China Auto Duties Not a Problem for GM

Company says only small volume is affected.

China's punitive anti-dumping duties imposed on luxury cars from abroad have had little impact on General Motors' business there, a top GM executive said on Jan. 9.

Although three of GM's top models are subject to the duties, only a small volume is affected, said Tim Lee, GM's head of Asia-Pacific operations.

"It's a miniscule volume for us in China," he told reporters at the Detroit auto show. He put the potential impact at less than 0.5% of the total volume of sales of GM's Cadillac Escalade, Cadillac CTS and Buick Enclave, the three cars affected by the duties.

China declared the duties, which also hit imports from Chrysler, BMW, Mercedes-Benz US International, American Honda Motor and Ford Motor, in December, in what was seen as a tit-for-tat action after Washington moved to have China investigated for dumping solar panels into the United States.

Lee said China had actually quietly set the duties on the U.S.-made cars a year earlier, but then suspended it.

"They were sort of held as a sword of Damocles over our head" and enacted apparently in response to the US move on Chinese-made solar panels.
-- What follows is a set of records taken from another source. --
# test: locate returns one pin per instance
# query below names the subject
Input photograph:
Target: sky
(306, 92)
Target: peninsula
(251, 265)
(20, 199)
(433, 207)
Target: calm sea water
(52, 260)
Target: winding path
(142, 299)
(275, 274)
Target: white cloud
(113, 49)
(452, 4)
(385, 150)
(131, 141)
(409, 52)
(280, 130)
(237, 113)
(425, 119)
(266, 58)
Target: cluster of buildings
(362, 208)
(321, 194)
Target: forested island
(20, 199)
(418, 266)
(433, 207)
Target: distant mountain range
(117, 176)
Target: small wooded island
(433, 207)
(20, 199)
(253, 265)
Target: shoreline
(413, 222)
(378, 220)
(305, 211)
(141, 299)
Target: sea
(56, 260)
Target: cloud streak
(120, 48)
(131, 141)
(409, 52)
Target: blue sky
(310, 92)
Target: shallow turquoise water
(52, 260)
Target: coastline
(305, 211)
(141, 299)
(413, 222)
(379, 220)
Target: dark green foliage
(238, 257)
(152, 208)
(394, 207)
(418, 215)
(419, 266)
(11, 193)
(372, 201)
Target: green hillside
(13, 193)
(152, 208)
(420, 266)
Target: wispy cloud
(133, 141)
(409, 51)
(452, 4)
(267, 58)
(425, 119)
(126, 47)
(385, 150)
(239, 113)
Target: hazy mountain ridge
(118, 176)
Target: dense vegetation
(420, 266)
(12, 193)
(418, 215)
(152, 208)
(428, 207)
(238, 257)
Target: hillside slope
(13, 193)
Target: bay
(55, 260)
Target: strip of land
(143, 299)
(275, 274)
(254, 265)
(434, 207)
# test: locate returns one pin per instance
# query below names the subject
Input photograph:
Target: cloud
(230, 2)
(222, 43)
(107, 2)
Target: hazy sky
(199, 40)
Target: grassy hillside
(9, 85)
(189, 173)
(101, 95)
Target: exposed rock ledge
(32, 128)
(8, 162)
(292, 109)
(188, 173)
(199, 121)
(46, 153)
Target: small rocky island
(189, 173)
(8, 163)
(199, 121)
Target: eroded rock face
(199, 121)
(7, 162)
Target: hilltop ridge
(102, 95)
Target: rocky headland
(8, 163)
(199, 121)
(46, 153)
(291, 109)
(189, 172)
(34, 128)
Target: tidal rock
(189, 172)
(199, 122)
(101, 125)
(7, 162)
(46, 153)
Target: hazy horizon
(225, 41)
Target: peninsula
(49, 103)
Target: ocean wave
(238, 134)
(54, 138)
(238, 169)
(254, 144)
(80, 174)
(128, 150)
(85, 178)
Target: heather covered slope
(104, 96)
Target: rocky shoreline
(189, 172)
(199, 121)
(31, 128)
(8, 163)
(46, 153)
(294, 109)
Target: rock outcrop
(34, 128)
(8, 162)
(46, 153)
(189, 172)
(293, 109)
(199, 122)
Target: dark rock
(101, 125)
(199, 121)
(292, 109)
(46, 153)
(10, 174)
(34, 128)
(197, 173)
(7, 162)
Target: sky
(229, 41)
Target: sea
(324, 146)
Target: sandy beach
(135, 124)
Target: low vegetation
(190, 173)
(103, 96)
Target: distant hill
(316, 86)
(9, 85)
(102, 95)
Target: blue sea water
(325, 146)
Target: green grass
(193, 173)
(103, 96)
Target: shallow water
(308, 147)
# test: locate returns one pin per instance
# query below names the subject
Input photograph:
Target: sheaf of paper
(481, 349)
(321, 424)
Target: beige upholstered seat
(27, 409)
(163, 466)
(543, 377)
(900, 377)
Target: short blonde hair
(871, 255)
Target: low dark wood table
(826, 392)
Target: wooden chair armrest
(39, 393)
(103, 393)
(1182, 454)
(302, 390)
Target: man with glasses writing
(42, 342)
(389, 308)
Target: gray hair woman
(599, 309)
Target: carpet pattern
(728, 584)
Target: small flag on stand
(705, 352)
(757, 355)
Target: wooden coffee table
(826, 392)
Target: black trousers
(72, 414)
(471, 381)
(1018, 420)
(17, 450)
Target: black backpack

There are trade issues between China and the United States that impacted that particular decision," he said.

But it hardly affects the business of GM in China, where the company manufactured and sold around 2.55 million units last year, up more than 8% from 2010.

"We basically sell what we build in China in China," Lee said.

Lee said the company was still talking with the government over how the duties would be applied. He said the government in fact had originally invited GM to sell the Enclave in the country, and so GM is arguing that that particular model should not be affected by the duties.

But, he said, "on the grand scale of the company of General Motors, this is not a big issue."